While the school offers Advanced Placement classes typically designed for students who are ready for more accelerated work, Veritas takes a more flexible approach. In one case, a student with a disability advocated for enrolling in AP Psychology, a request the school accommodated. That prompted several other students with disabilities to ask about taking AP classes, according to the school’s quality review.
“I love the fact that we’re giving more chances for students to come in and take those more rigorous courses,” said Matt Gill, who teaches AP computer science.
Providing access is more important than whether students get top scores on the AP exams, he said.

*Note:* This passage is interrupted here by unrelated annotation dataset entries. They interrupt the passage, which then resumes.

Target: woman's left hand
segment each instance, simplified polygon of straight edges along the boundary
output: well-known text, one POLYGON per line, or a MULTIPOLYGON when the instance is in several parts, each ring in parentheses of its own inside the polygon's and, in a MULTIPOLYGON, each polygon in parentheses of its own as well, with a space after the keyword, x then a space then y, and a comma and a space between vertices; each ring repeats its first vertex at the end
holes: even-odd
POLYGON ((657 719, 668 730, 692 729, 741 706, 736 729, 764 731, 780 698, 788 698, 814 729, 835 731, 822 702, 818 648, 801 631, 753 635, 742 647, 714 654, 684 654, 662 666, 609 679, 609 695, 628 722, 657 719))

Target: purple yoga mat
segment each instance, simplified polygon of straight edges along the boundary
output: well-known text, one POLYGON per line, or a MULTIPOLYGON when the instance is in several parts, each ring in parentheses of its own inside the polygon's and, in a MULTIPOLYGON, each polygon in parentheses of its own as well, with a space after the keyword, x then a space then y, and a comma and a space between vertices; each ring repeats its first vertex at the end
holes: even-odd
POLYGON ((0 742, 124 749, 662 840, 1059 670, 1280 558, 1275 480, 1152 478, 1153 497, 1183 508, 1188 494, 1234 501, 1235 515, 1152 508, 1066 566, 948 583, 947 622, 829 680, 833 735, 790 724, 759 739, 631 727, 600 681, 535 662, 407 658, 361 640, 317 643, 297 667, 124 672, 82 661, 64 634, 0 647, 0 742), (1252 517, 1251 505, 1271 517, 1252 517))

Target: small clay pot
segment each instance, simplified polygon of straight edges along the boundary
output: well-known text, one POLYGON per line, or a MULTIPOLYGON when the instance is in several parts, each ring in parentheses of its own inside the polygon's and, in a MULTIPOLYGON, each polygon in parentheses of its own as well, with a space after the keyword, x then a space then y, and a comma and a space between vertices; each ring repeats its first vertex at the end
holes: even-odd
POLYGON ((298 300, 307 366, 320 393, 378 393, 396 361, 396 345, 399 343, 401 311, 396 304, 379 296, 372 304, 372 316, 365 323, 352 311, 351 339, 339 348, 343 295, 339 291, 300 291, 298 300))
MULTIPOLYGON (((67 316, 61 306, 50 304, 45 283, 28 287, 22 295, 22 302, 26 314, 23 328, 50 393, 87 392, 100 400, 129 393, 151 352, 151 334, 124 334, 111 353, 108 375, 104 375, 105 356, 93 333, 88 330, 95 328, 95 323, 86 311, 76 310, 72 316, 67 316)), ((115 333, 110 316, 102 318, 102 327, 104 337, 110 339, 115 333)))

School officials also emphasized that they work hard to get to know students and hold regular meetings to get a handle on any social emotional issues that may crop up and which can affect a student’s attendance or overall school performance.
In a recent meeting of the school’s “social emotional inquiry team,” school social worker Hal Eisenberg led a conversation with a group of teachers about students they were worried about. One student was struggling with a parent’s negative reaction after coming out as bisexual. Another, who often misses class, was wrestling with being the de facto caretaker for an autistic brother. One was dealing with a mother’s terminal illness.
After each discussion, a handful of assembled teachers offered their insights into what was going on with each student, offering up strategies to help them.
A model to replicate?
Still, there are some signs that the school has room for improvement. Only about half of the students said they were challenged in their classes, according to the education department’s annual survey from last year. That figure was slightly lower than the city and borough averages.
“That’s something we’re aware of and is a constant conversation here,” Eisenberg said of the survey responses. “We’re always, always looking at curriculum.” School officials added that they believe some students may have misinterpreted the question.
It remains unclear whether Veritas’ schoolwide enrichment model will be implemented more widely in New York City. Mayor Bill de Blasio has indicated he won’t be making any decisions about gifted and talented programs this year and has been reluctant to implement sweeping changes to selective high schools.
Still, Matt Gonzales, a member of the advisory group that recommended expanding schoolwide enrichment, says he is hopeful the model will catch on, emphasizing that there are many different ways for schools to incorporate it.
“There’s not necessarily one way to lay this out across the system,” he said. “Veritas is one of the standards of what we should be thinking about.”